この神は、自然の残忍で非情な暴力の否定、あるいは全面的なアンチテーゼではないだろうか。政治的・社会的生活を支配する力の横暴と覇権への対抗者ではないだろうか。そうであったからこそ、多くの人々が旧約の神をなにかまったく異なるものと考えるようになったのである。
もう一方の神は、グノーシス派の人たちが考えたように、悪魔である。そこで、旧約と新約の聖書間の統一を再構成するために、神の本性を少なくとも二重化するか、あるいは三重化し、ゾロアスター教の残滓であり、悪の教訓をになう悪魔の風貌をそこに付け加えなければならなかったのである。
その後、父なる神は厳格と正義であり、キリストは苦悩と憐れみであり、悪魔は悪意と狡猾さであり、子供を抱いた聖母マリアはやさしさであるという万神殿(パンテオン)をつくりあげることで、民衆の魂のなかに、生きた宗教のなかに、聖母マリアがとけこみ一体となったのである。かつて、どんな哲学が、こんなにも根本的な相違を融合させることができただろうか。いかなる神学が、神について、あるいは善悪について合理的な論議を試みることができただろうか。力、苦難、悪意、愛などの要因は、民衆のキリスト教においては、それぞれ分離されており、絵画作品のなかで別個の風貌をもち、考えられる論理的な統一はないままに位格を与えられているのである。
もし、聖家族が存在しなかったら、この現実世界は品格あるものになっていただろうか。いったい私たちの文明は存在していただろうか。知識においてさえ、進歩はなかったのではないだろうか。
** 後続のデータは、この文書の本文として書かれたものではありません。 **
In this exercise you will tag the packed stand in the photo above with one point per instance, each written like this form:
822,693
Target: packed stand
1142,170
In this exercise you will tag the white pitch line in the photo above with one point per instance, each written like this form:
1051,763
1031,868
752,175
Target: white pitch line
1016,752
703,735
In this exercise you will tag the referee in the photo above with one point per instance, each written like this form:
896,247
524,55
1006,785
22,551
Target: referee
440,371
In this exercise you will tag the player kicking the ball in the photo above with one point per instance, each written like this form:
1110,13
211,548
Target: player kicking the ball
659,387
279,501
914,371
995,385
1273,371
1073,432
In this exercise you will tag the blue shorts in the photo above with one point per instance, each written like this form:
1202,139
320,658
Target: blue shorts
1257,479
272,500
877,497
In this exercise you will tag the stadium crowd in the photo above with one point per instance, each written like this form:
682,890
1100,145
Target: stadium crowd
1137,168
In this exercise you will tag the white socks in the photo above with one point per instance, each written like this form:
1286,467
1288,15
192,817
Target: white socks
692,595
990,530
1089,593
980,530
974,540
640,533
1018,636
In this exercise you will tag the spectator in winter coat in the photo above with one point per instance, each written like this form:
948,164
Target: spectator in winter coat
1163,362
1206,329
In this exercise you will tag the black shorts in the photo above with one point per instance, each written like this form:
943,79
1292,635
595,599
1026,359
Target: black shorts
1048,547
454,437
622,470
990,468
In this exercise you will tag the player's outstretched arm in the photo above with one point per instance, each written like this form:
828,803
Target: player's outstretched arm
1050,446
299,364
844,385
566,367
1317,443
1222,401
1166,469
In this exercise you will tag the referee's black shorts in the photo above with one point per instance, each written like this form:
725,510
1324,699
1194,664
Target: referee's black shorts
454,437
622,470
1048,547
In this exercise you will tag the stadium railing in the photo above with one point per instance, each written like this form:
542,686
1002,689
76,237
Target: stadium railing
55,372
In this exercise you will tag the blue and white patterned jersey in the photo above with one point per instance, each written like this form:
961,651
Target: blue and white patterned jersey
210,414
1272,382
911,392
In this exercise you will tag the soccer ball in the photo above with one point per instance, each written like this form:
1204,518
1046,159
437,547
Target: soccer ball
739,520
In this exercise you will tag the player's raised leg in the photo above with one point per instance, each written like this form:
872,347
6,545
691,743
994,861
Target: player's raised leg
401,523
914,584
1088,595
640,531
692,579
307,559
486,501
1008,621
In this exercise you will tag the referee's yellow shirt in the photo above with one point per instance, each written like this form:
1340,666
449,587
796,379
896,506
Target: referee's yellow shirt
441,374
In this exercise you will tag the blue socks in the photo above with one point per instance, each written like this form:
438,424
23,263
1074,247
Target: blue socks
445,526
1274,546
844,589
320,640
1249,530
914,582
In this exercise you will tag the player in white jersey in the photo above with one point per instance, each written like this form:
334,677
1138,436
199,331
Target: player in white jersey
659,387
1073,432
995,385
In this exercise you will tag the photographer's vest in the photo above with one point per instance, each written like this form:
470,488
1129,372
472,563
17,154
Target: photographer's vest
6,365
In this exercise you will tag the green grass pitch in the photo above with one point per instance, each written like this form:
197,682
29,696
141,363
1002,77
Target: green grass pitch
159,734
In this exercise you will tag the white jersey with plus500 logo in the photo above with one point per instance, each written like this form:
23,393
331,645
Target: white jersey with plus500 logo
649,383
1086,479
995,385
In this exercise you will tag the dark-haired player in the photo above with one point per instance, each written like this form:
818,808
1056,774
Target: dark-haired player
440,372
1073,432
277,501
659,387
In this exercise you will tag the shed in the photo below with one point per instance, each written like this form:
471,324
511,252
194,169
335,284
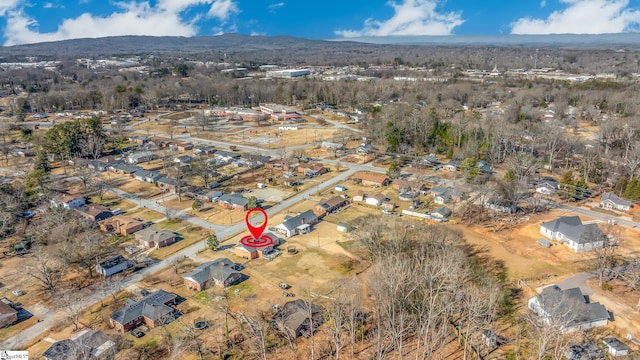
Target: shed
616,347
343,227
544,242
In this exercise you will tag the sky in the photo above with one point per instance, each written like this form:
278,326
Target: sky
32,21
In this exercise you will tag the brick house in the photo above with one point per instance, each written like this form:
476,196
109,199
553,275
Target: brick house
94,212
122,225
327,206
154,237
8,315
155,309
220,272
371,179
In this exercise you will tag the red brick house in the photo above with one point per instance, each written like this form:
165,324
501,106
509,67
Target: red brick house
371,179
154,237
155,309
327,206
122,225
8,315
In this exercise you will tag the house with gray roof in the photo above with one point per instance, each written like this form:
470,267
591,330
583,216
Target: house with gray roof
87,345
299,224
233,201
571,231
148,176
220,272
153,237
299,318
568,308
140,157
610,200
155,309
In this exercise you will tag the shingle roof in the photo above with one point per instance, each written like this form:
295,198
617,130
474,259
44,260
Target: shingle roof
615,199
293,222
136,309
572,228
153,234
571,306
234,198
219,269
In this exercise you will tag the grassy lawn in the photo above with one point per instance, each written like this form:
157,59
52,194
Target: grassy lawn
189,237
10,331
173,224
112,201
146,214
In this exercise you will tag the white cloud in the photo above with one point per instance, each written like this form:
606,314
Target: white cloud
411,17
223,9
131,18
583,17
276,6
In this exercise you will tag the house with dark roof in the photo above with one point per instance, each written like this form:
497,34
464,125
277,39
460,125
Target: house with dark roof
571,231
233,201
86,345
569,308
8,315
148,176
94,212
610,200
155,309
168,184
153,237
220,272
501,205
299,318
120,224
254,160
441,212
68,201
204,150
124,169
330,205
182,159
371,179
616,347
299,224
376,200
141,157
408,186
112,265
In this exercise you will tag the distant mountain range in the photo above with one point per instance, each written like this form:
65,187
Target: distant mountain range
131,45
559,40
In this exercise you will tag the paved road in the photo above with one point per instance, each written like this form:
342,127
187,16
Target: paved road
223,233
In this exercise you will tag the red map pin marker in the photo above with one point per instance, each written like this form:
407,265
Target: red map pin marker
256,231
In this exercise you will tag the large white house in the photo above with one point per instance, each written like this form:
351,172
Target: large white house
571,231
568,309
611,201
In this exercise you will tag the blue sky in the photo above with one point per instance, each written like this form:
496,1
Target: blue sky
31,21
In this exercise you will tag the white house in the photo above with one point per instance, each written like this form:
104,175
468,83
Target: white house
546,188
611,201
568,308
571,231
68,201
299,224
376,200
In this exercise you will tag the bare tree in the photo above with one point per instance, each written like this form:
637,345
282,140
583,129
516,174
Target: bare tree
70,302
44,270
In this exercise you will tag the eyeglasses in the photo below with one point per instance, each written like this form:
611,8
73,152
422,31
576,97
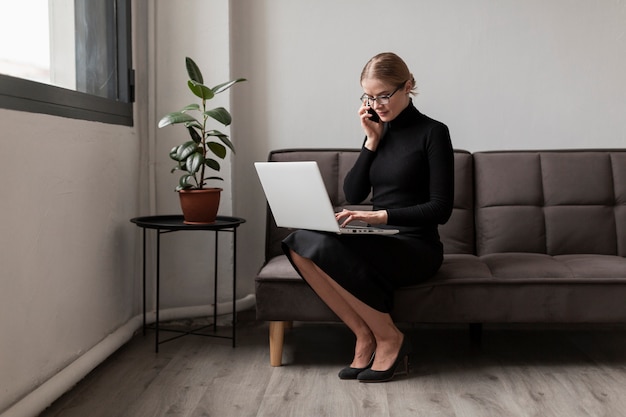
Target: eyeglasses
384,99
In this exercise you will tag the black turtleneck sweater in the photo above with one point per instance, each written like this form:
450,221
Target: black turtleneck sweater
411,175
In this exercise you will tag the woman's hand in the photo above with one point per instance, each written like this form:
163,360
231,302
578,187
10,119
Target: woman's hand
369,217
373,130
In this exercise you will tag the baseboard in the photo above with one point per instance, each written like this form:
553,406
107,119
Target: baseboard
45,394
もし、なにがよりすぐれているのか、なにが良くてなにが悪いのか、どの方向が完成に向かっているのかわからなかったら、どのようにして現実世界を改善していけばよいのだろうか。知ることにおいて完全なものは神であり、望ましく完全なもの、つまり道徳の領域で完全なものも神なのである。もし、最高に望ましいものが人であり、父であり母であり、心をいやしてくれる人があり、友人であるとするなら、どうして神がそうでないはずがありえようか。
とにかく、これが私たちの歴史だったのである。フランス革命ソ連共産主義、ナチズムの場合のように、西欧の文化があまりにもこの歴史からかけ離れたとき、なにかが崩れさり、それに押し流されたのである。今日においてなお、私たちの道徳や文明のもっとも実り多い部分は、このような慈愛にあふれた表象や理念のなかにその目をおろしている。明日どんなことが起こるのかわからないが、こういった伝統が生きつづけることなしには、より良い、より晴朗な世界を思い描くことは容易ではないだろう。